Tax Revenue Is Rising With Inflation. That's Good for Munis
(Bloomberg) -- Inflation might not be all that bad for municipal bonds.
State and local debt has already posted a 0.9% loss since the start of the year amid speculation the Federal Reserve could raise interest rates as soon as March to combat inflation.
However, munis can offer a hedge against rising prices because their credit quality could actually improve as a result of it, according to MacKay Municipal Managers.
In a report released Thursday, MacKay Shields’ municipal-bond team noted that higher price pressures can mean municipalities are collecting more in taxes that support bond repayment. For example, toll road operators often adjust their debt service coverage levels to inflation as part of their bond covenants.
Read more: Tobacco, Toll Road Bonds May Benefit From Inflation: Joe Mysak
As a result, John Loffredo, co-head of MacKay Municipal Managers, said his team is looking to increase exposure to sectors that will see their revenues benefit from inflation, such as bonds backed by excise taxes.
To be sure, rising prices and interest rates still pose a risk to the overall municipal bond market. But the firm’s stance is illustrative of the way asset management companies are looking to navigate a less rosy outlook for munis in 2022.

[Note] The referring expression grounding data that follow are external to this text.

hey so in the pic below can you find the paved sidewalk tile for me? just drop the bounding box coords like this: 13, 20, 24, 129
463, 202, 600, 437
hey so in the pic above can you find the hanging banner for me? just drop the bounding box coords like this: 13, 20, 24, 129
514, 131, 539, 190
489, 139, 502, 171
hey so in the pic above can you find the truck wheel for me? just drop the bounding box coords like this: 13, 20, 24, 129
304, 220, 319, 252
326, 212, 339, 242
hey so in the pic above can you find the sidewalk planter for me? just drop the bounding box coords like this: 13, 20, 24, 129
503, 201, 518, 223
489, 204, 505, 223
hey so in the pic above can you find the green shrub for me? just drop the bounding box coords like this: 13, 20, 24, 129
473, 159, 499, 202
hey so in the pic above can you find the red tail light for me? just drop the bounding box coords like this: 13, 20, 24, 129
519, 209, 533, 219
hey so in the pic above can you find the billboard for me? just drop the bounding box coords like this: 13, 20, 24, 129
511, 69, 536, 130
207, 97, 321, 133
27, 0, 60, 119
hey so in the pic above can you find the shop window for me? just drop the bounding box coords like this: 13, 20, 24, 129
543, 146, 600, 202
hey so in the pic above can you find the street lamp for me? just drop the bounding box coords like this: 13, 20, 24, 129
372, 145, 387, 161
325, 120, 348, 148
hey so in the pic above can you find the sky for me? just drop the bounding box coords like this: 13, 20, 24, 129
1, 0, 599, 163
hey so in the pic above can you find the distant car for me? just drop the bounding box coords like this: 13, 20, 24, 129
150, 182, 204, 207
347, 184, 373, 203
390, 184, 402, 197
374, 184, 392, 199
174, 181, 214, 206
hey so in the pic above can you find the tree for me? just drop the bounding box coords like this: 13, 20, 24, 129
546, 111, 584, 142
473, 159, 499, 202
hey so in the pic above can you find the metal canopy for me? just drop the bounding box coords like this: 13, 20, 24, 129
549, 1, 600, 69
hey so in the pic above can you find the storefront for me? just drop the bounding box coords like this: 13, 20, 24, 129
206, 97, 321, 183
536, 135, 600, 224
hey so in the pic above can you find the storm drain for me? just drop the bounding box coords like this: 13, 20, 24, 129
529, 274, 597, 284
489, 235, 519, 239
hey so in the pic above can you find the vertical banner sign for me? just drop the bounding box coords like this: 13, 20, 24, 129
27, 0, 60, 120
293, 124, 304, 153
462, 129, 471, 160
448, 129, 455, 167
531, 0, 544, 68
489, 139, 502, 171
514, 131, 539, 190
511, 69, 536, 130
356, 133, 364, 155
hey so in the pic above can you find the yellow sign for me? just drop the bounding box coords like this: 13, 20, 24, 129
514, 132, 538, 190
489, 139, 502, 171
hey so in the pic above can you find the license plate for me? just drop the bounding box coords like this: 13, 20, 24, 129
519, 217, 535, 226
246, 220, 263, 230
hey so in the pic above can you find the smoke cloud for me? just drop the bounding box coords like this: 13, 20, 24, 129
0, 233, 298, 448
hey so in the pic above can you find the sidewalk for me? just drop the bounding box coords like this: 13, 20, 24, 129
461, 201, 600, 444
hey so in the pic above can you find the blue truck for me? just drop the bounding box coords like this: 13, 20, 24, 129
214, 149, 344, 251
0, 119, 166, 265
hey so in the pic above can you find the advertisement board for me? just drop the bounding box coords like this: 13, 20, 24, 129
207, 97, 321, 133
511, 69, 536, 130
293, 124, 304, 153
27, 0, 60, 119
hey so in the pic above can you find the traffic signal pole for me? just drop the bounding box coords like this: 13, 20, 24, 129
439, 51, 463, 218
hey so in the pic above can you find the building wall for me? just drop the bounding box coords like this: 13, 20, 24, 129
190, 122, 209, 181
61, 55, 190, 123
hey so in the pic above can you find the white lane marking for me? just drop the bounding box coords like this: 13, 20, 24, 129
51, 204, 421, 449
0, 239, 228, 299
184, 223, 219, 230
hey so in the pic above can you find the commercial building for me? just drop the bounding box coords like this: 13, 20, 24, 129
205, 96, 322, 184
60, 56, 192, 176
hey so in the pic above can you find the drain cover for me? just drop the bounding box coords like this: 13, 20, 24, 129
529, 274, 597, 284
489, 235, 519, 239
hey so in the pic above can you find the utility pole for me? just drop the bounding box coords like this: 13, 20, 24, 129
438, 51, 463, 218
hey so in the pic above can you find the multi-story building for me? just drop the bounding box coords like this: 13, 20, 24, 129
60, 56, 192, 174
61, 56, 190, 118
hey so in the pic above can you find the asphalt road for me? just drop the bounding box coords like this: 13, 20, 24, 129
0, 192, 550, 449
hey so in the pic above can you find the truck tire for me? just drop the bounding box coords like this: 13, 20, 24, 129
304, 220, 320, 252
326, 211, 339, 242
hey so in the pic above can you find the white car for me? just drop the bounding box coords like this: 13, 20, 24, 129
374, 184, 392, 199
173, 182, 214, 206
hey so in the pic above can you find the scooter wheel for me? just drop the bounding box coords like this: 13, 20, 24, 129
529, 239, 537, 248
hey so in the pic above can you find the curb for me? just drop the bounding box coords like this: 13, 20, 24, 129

“We cannot sit still and wait for the market to perform,” said Loffredo, who’s expecting the market index to be flat or slightly down in 2022. “To make a positive return, you’re going to have to be very active.”
Among the the greater threats from rising interest rates will be the hit to low-coupon bonds, which the firm is avoiding. Over the past few years, low-coupon bonds have been embraced by investors because they can offer higher yields, but their longer duration can be a risk during rate hikes.
“Structure is going to be important” this year, said Bob DiMella, co-head of MacKay Municipal Managers, adding the biggest query his team gets from clients is about inflation.
Another possible bright spot through at least the first half of the year could be high-yield municipals, which the firm has an overweight position on.
The high-yield portion of the market will benefit from Puerto Rico’s emergence from bankruptcy, given the territory is in the “ninth inning” of its restructuring, Loffredo said.
Once the territory begins repaying its bonds again, the asset class could see strong demand from investors, which will support performance.
“The way you create alpha and positive return is the active trading stance that we’re taking,” Loffredo said.